Kerry calls Kobani’s liberation a big deal

US Secretary of State John Kerry (AFP)

US Secretary of State John Kerry says recapturing the Syrian town of Kobani by Kurdish forces was a “big deal”.

Kerry made the remarks during a trilateral meeting with his Mexican and Canadian counterparts in Boston on Saturday.

The Kurdish fighters retook the strategic town, located on the border with Turkey, from the ISIL Takfiris on January 26, after more than 100 days of fierce fighting with them.

The ISIL terrorists, however, are still scattered in Kobani’s southeastern and southwestern countryside.

Kerry further noted that the terrorist group was "forced to acknowledge its own defeat."

He was referring to a video released by the Takfiris earlier, which said "We had to withdraw and the rats advanced."
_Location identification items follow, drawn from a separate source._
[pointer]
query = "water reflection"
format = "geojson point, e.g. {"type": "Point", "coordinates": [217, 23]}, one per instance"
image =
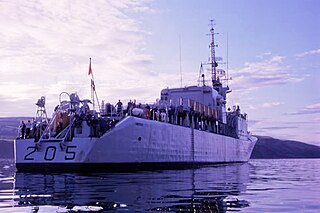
{"type": "Point", "coordinates": [212, 188]}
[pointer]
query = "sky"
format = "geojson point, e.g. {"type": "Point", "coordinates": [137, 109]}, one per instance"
{"type": "Point", "coordinates": [271, 49]}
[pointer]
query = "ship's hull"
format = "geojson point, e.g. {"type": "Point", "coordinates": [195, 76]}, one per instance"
{"type": "Point", "coordinates": [134, 143]}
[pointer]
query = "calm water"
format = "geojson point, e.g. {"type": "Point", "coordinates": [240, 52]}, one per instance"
{"type": "Point", "coordinates": [257, 186]}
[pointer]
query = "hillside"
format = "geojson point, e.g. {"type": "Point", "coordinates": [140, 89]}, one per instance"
{"type": "Point", "coordinates": [271, 148]}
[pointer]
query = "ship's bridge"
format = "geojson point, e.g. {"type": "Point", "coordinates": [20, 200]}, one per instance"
{"type": "Point", "coordinates": [181, 96]}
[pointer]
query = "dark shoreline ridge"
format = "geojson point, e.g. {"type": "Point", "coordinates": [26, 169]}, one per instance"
{"type": "Point", "coordinates": [266, 148]}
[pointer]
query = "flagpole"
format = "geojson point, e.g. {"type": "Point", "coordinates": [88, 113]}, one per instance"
{"type": "Point", "coordinates": [93, 87]}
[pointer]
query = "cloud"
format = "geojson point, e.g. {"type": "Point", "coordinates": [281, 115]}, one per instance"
{"type": "Point", "coordinates": [310, 109]}
{"type": "Point", "coordinates": [307, 53]}
{"type": "Point", "coordinates": [45, 46]}
{"type": "Point", "coordinates": [264, 73]}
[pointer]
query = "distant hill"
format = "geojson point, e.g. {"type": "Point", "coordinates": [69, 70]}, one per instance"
{"type": "Point", "coordinates": [271, 148]}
"We have a long way to go in the overall campaign, but Daesh – ISIL as some know it – has said all along that Kobani was a real symbolic and strategic objective," Kerry said, claiming, "So pushing them out of there is a big deal. And make no mistake, we will also use the same tools that we used to get there – the tools of cooperation and support – to defeat violent, transnational criminal organizations, and ensure that the rule of law thrives for all of our people."

Since September 23, the US and some of its Arab allies -- Saudi Arabia, Bahrain, Qatar, Jordan and the United Arab Emirates -- have been conducting airstrikes against ISIL inside Syria without any authorization from Damascus or a UN mandate.

Syria has been gripped by deadly violence since 2011 with ISIL Takfiri terrorists currently controlling parts of it mostly in the east.

Reports say more than 200,000 people have been killed and millions displaced due to the foreign-backed militancy plaguing the Arab country.